The first Mexican franchise of Oak Brook, Illinois-based McDonald’s Corp. opened in 1985 and there are now 304 outlets, according to the company’s Web site. Miami-based Burger King’s first restaurant opened in 1991 and has 260 sites. Louisville, Kentucky-based Yum! Brands, Inc, which operates Taco Bell, Pizza Hut and KFC franchises, had 467 restaurants in Mexico at the end of 2004, according to a company report.


Fast-food restaurants in the US deny their products directly cause obesity or health problems.


A government study of income and spending showed Mexicans, whose traditional diet is based on corn and beans, spent 29.3% less on fruits and vegetables in 1998 than in 1984. In the same period, soft drink purchases increased 37.2%.


Researchers conducting the nation’s second study on obesity, due to be published next year, said the percentage of obese and overweight Mexicans probably rose as high as 85% of women and 75% of men –possibly the highest rates of any major economy.


The sole national study in Mexico that tracked weight gain over time looked at only women between the ages of 18 and 49. It found 59.6% were overweight or obese in 1999 compared with 33.4% in 1988.


In addition to eating more calories and fat, the average Mexican is exercising less, said Lupe Aguilar, head of physical education for the capital’s schools. Children and adults have cut back on walking and other outdoor activities, a trend reinforced by the rising crime rate, she said.


“We can’t expect a parent to tell their children to go play in a park,” Aguilar said. “
We are now worried that physical activity is only happening in the school.”


Aguilar is implementing a new exercise and education program in the city. The regimen, approved this month by the lower house of congress and sent to the senate, would require that students exercise before classes.

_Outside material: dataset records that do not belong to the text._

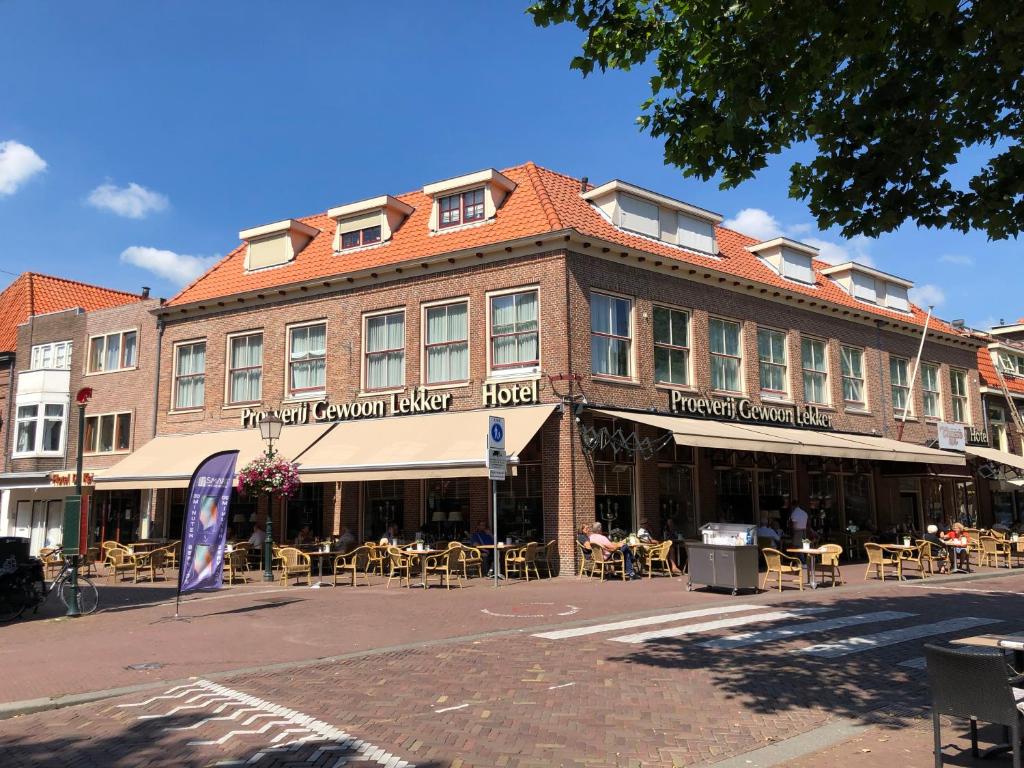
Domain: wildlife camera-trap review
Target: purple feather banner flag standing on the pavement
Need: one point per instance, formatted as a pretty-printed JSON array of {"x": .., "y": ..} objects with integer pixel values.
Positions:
[{"x": 205, "y": 530}]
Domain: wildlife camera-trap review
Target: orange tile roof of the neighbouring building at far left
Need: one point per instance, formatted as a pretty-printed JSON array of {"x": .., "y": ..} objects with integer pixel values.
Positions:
[{"x": 32, "y": 293}]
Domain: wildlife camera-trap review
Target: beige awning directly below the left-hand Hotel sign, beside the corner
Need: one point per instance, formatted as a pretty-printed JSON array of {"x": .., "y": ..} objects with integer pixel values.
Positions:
[{"x": 452, "y": 445}]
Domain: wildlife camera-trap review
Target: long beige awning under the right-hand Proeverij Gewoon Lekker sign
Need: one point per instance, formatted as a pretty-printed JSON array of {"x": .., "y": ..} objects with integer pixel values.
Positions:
[{"x": 718, "y": 435}]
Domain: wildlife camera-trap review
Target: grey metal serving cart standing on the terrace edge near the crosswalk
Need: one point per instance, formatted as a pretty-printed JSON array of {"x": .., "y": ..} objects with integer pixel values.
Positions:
[{"x": 728, "y": 559}]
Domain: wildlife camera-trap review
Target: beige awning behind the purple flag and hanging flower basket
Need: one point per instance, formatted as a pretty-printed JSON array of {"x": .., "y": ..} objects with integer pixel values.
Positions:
[{"x": 168, "y": 461}]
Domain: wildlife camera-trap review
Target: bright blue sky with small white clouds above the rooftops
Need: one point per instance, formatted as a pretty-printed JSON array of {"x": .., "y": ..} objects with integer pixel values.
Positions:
[{"x": 137, "y": 136}]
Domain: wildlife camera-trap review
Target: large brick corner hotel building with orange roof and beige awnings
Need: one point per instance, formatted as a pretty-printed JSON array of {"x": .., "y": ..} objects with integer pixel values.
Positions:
[{"x": 651, "y": 364}]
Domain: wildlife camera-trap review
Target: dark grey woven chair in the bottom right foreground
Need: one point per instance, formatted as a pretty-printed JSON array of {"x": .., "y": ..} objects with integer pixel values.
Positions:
[{"x": 974, "y": 685}]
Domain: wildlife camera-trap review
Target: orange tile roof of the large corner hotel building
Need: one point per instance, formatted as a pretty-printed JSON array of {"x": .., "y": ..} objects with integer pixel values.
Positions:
[{"x": 543, "y": 202}]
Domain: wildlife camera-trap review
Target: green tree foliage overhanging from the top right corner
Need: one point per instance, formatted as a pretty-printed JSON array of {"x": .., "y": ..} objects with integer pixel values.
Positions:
[{"x": 890, "y": 92}]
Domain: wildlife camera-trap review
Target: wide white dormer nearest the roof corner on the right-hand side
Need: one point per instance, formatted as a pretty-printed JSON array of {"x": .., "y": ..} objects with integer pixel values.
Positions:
[{"x": 638, "y": 210}]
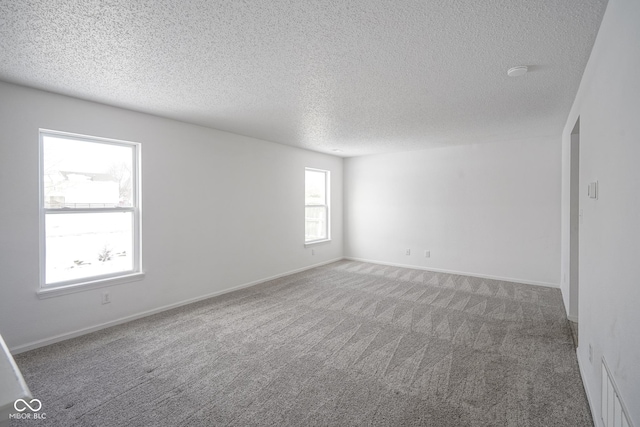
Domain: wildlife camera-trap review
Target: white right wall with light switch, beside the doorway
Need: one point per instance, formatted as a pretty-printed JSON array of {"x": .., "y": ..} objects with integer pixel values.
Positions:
[{"x": 608, "y": 104}]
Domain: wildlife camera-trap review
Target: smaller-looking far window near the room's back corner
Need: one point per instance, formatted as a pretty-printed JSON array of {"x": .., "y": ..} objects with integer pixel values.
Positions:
[{"x": 316, "y": 209}]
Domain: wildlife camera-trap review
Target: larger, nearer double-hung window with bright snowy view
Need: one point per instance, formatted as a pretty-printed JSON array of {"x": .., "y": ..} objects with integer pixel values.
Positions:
[{"x": 90, "y": 210}]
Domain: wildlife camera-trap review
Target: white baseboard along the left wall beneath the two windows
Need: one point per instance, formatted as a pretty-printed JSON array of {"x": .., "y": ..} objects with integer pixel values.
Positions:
[{"x": 68, "y": 335}]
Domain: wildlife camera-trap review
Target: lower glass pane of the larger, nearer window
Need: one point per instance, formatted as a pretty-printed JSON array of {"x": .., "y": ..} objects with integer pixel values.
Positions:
[{"x": 88, "y": 244}]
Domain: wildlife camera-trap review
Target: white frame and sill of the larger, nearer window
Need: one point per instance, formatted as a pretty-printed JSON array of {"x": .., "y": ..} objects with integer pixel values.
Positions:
[{"x": 91, "y": 282}]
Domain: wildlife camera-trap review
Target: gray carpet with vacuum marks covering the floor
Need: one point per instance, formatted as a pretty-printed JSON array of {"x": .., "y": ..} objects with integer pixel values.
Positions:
[{"x": 345, "y": 344}]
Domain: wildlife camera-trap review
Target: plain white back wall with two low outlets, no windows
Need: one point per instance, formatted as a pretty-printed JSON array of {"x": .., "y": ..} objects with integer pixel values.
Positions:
[{"x": 485, "y": 209}]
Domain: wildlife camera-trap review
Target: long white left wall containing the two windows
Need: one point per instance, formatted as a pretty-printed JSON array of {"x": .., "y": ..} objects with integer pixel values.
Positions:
[{"x": 219, "y": 210}]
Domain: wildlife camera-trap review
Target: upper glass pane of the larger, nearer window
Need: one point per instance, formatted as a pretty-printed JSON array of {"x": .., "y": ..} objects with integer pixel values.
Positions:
[{"x": 86, "y": 174}]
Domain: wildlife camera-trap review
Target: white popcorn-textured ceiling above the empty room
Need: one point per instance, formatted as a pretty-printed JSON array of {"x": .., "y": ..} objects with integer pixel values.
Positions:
[{"x": 363, "y": 76}]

Schools in Mexico City already asked San Antonio physician Robert Trevio for help getting students to slim down. Trevino started a bi-lingual program used in more than 200 South Texas elementary schools that combines nutrition education with exercise requirements.


Schools in the program stopped serving sweetened beverages at lunch and offer French fries and nachos only once a week, Trevino said.


“It wasn’t easy,” he said. “The food services are profit centres, they have to make money.”